Estimated receptor density at CF-Purkinje cell synapses
To estimate the minimum packing density of synaptic AMPARs, we next measured the size of the postsynaptic density (PSD) in Purkinje cells from P3 rats. From electron-microscopic examination of ultrathin serial sections of the cerebellum, we collected complete sequences of the PSDs at synaptic inputs onto Purkinje cells (see Fig. 10A). Asymmetrical synapses on these Purkinje cells are generally considered to originate from climbing fibres at this stage (see Altman, 1972).

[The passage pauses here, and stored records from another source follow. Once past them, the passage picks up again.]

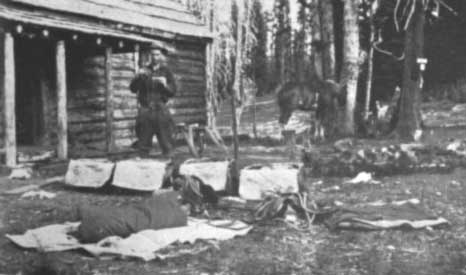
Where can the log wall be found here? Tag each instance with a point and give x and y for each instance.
(86, 96)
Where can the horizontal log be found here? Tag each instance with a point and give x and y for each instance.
(125, 113)
(198, 118)
(124, 124)
(124, 133)
(85, 115)
(189, 77)
(81, 137)
(123, 142)
(189, 70)
(188, 54)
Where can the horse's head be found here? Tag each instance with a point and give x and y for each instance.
(292, 97)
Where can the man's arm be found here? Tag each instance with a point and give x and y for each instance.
(170, 87)
(135, 85)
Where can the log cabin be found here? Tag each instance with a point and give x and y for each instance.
(67, 65)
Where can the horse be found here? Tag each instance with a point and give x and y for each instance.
(321, 96)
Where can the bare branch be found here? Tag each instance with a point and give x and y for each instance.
(395, 19)
(450, 9)
(375, 45)
(411, 12)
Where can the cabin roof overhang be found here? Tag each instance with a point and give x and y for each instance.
(136, 20)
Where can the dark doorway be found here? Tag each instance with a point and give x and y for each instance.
(34, 60)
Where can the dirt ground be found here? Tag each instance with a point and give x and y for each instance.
(272, 247)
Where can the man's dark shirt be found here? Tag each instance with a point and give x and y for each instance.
(151, 91)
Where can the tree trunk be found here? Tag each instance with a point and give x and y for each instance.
(327, 32)
(350, 62)
(370, 61)
(317, 53)
(409, 110)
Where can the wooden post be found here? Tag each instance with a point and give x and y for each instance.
(109, 100)
(136, 58)
(9, 99)
(62, 149)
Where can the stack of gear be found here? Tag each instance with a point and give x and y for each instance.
(382, 161)
(192, 189)
(160, 211)
(370, 216)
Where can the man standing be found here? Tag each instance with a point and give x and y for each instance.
(154, 86)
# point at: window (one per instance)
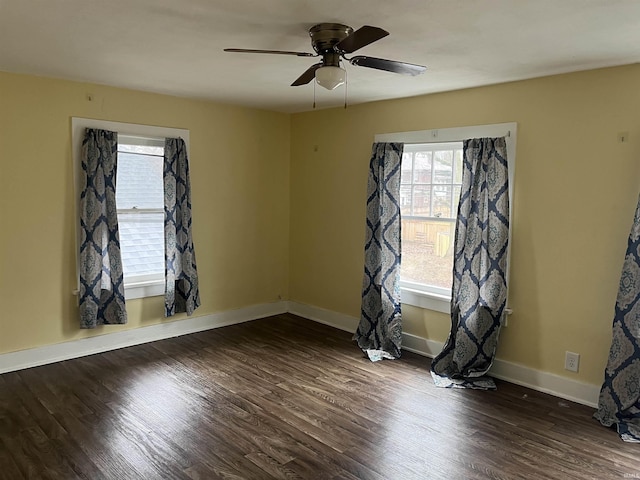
(140, 202)
(139, 199)
(431, 179)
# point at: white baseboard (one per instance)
(34, 357)
(327, 317)
(563, 387)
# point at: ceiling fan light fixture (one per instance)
(330, 77)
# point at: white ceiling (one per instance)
(175, 46)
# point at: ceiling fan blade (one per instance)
(388, 65)
(273, 52)
(307, 76)
(360, 38)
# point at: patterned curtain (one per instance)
(619, 401)
(379, 333)
(181, 294)
(479, 292)
(101, 293)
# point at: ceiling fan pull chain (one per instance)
(346, 84)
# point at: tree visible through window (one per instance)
(429, 194)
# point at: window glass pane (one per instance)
(406, 168)
(405, 199)
(139, 182)
(456, 200)
(141, 243)
(421, 200)
(457, 166)
(442, 201)
(422, 167)
(443, 166)
(144, 149)
(427, 252)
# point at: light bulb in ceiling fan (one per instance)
(330, 77)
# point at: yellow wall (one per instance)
(576, 189)
(240, 190)
(279, 204)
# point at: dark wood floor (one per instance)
(285, 397)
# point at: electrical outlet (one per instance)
(571, 361)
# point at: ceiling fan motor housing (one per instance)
(324, 37)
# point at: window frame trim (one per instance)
(136, 287)
(426, 296)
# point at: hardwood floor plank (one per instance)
(287, 398)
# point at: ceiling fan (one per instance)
(332, 41)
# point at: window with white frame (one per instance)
(431, 179)
(139, 199)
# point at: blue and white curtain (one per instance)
(101, 292)
(379, 332)
(181, 294)
(619, 402)
(479, 292)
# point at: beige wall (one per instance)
(240, 181)
(576, 189)
(279, 204)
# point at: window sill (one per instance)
(144, 289)
(428, 300)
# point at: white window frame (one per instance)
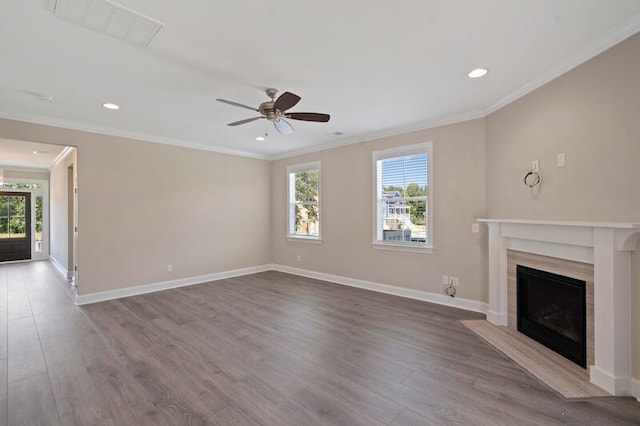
(44, 193)
(402, 151)
(291, 211)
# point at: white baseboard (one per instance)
(441, 299)
(85, 299)
(58, 266)
(635, 388)
(617, 386)
(466, 304)
(496, 319)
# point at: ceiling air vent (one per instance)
(110, 18)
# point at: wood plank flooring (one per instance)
(265, 349)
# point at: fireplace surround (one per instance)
(605, 245)
(552, 309)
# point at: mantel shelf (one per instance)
(617, 225)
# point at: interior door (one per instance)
(15, 226)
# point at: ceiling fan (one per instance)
(275, 110)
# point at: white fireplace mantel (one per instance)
(606, 245)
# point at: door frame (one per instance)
(44, 192)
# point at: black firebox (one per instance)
(552, 309)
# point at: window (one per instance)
(304, 201)
(403, 203)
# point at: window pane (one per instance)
(307, 220)
(4, 227)
(307, 186)
(403, 196)
(17, 227)
(304, 203)
(407, 175)
(38, 245)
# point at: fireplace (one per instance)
(551, 309)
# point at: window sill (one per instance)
(403, 247)
(303, 239)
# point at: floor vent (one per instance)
(110, 18)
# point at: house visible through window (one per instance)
(402, 191)
(304, 200)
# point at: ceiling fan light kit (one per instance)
(275, 111)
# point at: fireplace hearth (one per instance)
(551, 309)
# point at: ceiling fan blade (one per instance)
(224, 101)
(286, 101)
(283, 127)
(308, 116)
(246, 120)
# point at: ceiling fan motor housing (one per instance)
(270, 113)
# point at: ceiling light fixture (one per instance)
(478, 72)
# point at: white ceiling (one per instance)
(28, 154)
(377, 67)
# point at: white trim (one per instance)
(635, 388)
(85, 299)
(92, 128)
(44, 193)
(416, 127)
(620, 33)
(63, 154)
(440, 299)
(58, 266)
(414, 248)
(304, 239)
(617, 386)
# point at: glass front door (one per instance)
(15, 226)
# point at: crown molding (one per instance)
(620, 33)
(66, 151)
(415, 127)
(625, 30)
(83, 127)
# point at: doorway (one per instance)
(15, 226)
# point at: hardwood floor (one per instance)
(265, 349)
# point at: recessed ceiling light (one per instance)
(478, 72)
(46, 98)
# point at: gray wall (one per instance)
(592, 114)
(143, 205)
(458, 194)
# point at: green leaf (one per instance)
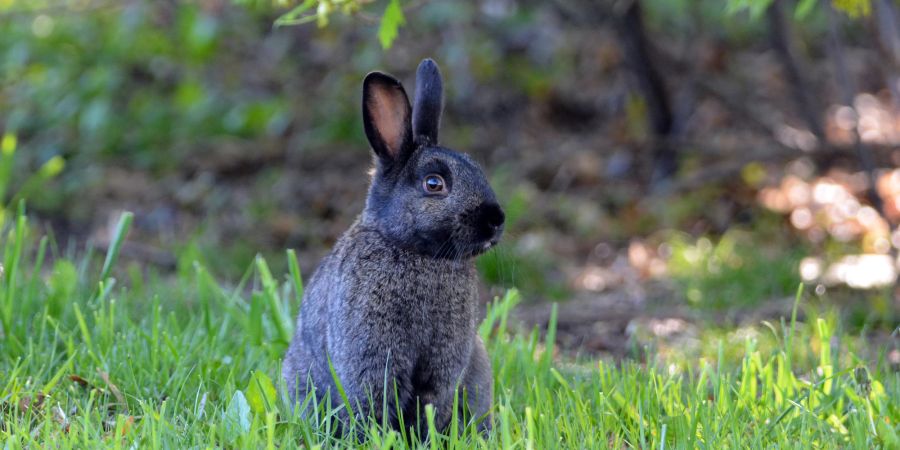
(297, 14)
(804, 7)
(391, 21)
(854, 8)
(237, 416)
(261, 393)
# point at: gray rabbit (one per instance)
(393, 305)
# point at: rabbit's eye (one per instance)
(434, 184)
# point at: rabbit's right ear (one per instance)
(386, 117)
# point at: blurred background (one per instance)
(669, 168)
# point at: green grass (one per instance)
(86, 361)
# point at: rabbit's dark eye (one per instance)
(434, 184)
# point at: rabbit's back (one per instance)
(369, 299)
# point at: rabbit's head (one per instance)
(424, 197)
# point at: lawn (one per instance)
(97, 353)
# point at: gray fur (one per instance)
(395, 301)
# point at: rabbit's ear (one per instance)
(429, 103)
(386, 117)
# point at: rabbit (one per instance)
(392, 309)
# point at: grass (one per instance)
(86, 361)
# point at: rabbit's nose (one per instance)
(492, 215)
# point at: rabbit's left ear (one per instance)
(428, 103)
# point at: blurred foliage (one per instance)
(734, 270)
(28, 185)
(144, 83)
(853, 8)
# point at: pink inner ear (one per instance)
(389, 116)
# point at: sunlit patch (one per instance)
(810, 268)
(865, 271)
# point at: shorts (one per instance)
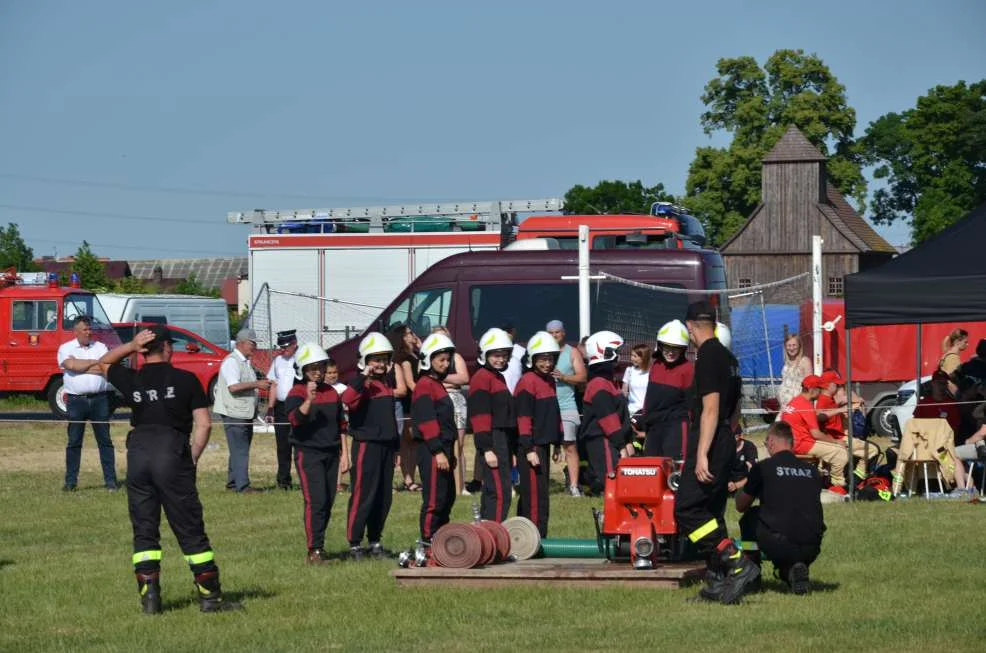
(459, 406)
(570, 421)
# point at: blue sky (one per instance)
(178, 112)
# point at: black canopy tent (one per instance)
(943, 280)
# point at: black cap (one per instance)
(285, 338)
(161, 333)
(702, 310)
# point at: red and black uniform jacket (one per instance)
(324, 424)
(491, 408)
(371, 410)
(538, 416)
(432, 415)
(667, 387)
(604, 411)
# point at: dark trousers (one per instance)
(497, 485)
(282, 438)
(533, 500)
(603, 456)
(80, 410)
(700, 507)
(161, 474)
(775, 546)
(318, 473)
(437, 490)
(667, 439)
(239, 436)
(371, 480)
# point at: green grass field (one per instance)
(901, 577)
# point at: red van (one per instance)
(471, 292)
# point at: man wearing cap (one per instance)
(809, 440)
(236, 403)
(87, 398)
(168, 408)
(700, 503)
(281, 377)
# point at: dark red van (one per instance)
(471, 292)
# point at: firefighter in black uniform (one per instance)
(788, 525)
(494, 424)
(700, 502)
(167, 405)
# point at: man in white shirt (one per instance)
(236, 403)
(88, 399)
(281, 376)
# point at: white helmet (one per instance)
(602, 346)
(434, 344)
(308, 354)
(724, 335)
(493, 340)
(674, 334)
(374, 343)
(541, 342)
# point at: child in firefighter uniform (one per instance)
(539, 427)
(666, 402)
(433, 427)
(605, 427)
(168, 406)
(316, 416)
(494, 425)
(376, 439)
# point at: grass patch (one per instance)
(890, 578)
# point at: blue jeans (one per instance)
(81, 409)
(239, 435)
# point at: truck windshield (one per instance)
(78, 304)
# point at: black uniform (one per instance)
(376, 439)
(433, 425)
(160, 471)
(788, 525)
(494, 427)
(700, 507)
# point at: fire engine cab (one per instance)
(36, 315)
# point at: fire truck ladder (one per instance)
(493, 216)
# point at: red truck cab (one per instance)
(36, 316)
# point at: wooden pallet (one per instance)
(555, 572)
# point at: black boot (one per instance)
(211, 595)
(149, 587)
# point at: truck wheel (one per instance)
(56, 399)
(879, 417)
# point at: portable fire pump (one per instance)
(637, 522)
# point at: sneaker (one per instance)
(797, 578)
(317, 557)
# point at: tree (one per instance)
(14, 252)
(609, 197)
(756, 105)
(91, 271)
(933, 158)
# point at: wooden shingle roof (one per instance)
(793, 146)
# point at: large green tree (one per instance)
(91, 271)
(933, 158)
(756, 104)
(610, 197)
(14, 252)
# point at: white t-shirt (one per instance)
(78, 383)
(636, 380)
(282, 373)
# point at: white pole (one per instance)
(583, 281)
(816, 300)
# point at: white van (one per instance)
(205, 316)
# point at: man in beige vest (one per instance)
(236, 403)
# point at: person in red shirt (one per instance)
(809, 440)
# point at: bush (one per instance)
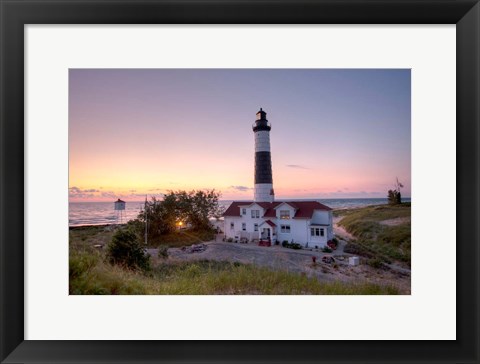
(375, 263)
(163, 252)
(291, 245)
(126, 250)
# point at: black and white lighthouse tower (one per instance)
(263, 161)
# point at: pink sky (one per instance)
(335, 133)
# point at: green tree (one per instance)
(194, 208)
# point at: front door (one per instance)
(266, 233)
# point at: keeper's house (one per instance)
(308, 223)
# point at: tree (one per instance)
(395, 196)
(193, 209)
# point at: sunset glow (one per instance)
(335, 133)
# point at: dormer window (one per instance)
(284, 214)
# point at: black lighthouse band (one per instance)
(263, 167)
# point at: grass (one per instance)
(378, 240)
(205, 278)
(101, 235)
(182, 238)
(91, 274)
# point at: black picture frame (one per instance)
(15, 14)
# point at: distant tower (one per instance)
(263, 161)
(120, 210)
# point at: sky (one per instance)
(335, 133)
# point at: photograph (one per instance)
(239, 181)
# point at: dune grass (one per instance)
(90, 274)
(377, 239)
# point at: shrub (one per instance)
(375, 263)
(163, 252)
(126, 250)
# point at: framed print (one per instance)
(128, 103)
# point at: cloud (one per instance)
(108, 194)
(241, 188)
(296, 166)
(79, 193)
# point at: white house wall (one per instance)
(324, 218)
(299, 228)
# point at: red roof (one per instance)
(234, 208)
(304, 209)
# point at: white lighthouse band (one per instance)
(263, 161)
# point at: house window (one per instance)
(285, 214)
(317, 232)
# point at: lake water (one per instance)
(99, 213)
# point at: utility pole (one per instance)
(146, 221)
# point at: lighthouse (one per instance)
(263, 161)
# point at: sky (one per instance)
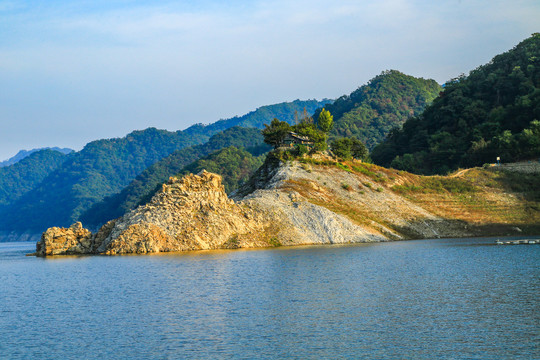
(73, 71)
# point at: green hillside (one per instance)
(102, 168)
(386, 102)
(144, 185)
(23, 175)
(233, 164)
(284, 111)
(493, 112)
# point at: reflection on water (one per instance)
(443, 299)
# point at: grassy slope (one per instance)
(479, 201)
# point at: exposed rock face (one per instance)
(62, 241)
(283, 204)
(188, 214)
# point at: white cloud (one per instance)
(113, 69)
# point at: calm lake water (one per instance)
(430, 299)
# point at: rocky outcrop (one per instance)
(61, 241)
(191, 213)
(287, 204)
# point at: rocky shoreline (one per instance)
(283, 204)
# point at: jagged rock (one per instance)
(283, 204)
(188, 214)
(65, 241)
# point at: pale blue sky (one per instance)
(75, 71)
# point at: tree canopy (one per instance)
(325, 121)
(490, 113)
(385, 102)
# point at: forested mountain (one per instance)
(372, 110)
(25, 153)
(25, 174)
(283, 111)
(102, 168)
(143, 186)
(493, 112)
(105, 167)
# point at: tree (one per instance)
(275, 132)
(325, 121)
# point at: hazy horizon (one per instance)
(76, 71)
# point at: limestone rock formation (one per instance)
(62, 241)
(290, 203)
(187, 214)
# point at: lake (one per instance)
(428, 299)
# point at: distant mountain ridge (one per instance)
(384, 103)
(25, 153)
(143, 187)
(22, 176)
(104, 167)
(493, 112)
(284, 111)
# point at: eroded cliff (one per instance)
(316, 201)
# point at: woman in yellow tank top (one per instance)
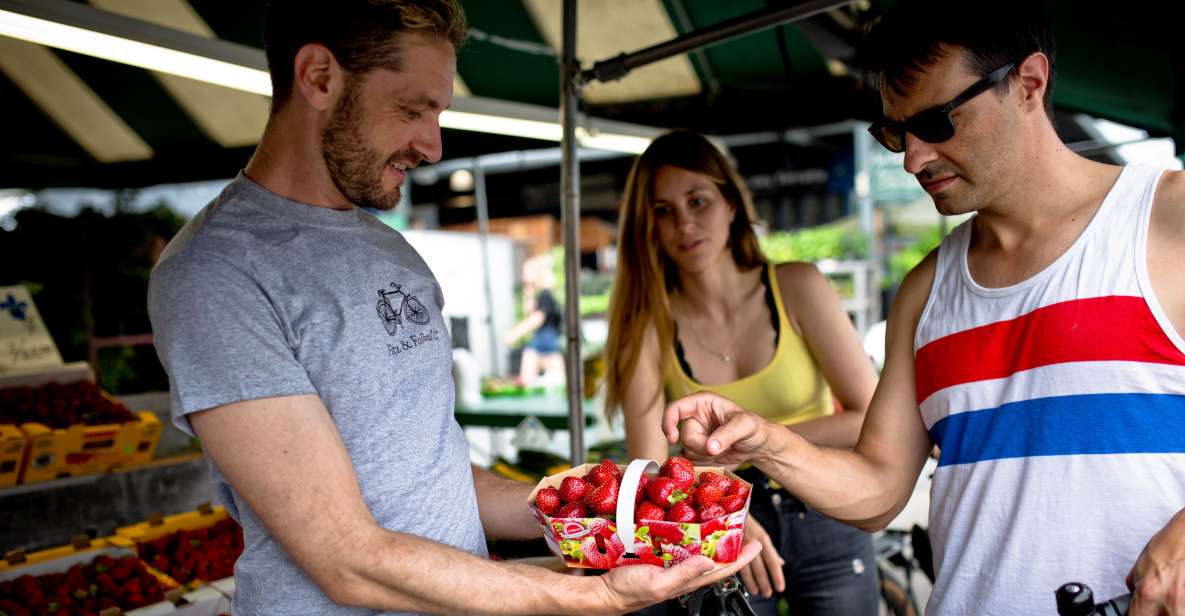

The size of the PSD exhibited a skewed distribution (skewness = 0.98), with a mean area of 0.074 μm2 (Fig. 10C). The CV of PSD size was 0.63, being 1.3- to 1.6-fold larger than that of the quantal size (0.40 at room temperature, 2135 events pooled from five cells; 0.47 at 33–34 °C, 1112 events pooled from four cells, Fig. 10C). The distribution of quantal size at 33–34 °C was also skewed (skewness = 1.28; skewness = 1.0 at room temperature). At this temperature, even the smallest detected quantal event magnitude was 2.2-fold of the background noise bandwidth (n= 4).
Furthermore, immunogold labelling by an anti-GluR2/3 antibody was observed to be concentrated within PSDs, in contrast with the low level of labelling outside PSDs (Fig. 10B), as reported at the mossy fibre-granule cell synapse (DiGregorio et al. 2002). Thus AMPARs eliciting quantal responses are likely to be localised only at PSDs. Based on this, we calculate the lower limit for the average receptor packing density, from our estimates of the PSD size and the number of channels occupied by the transmitter packet, to be ∼900 receptors μm−2 (after correction for filtering).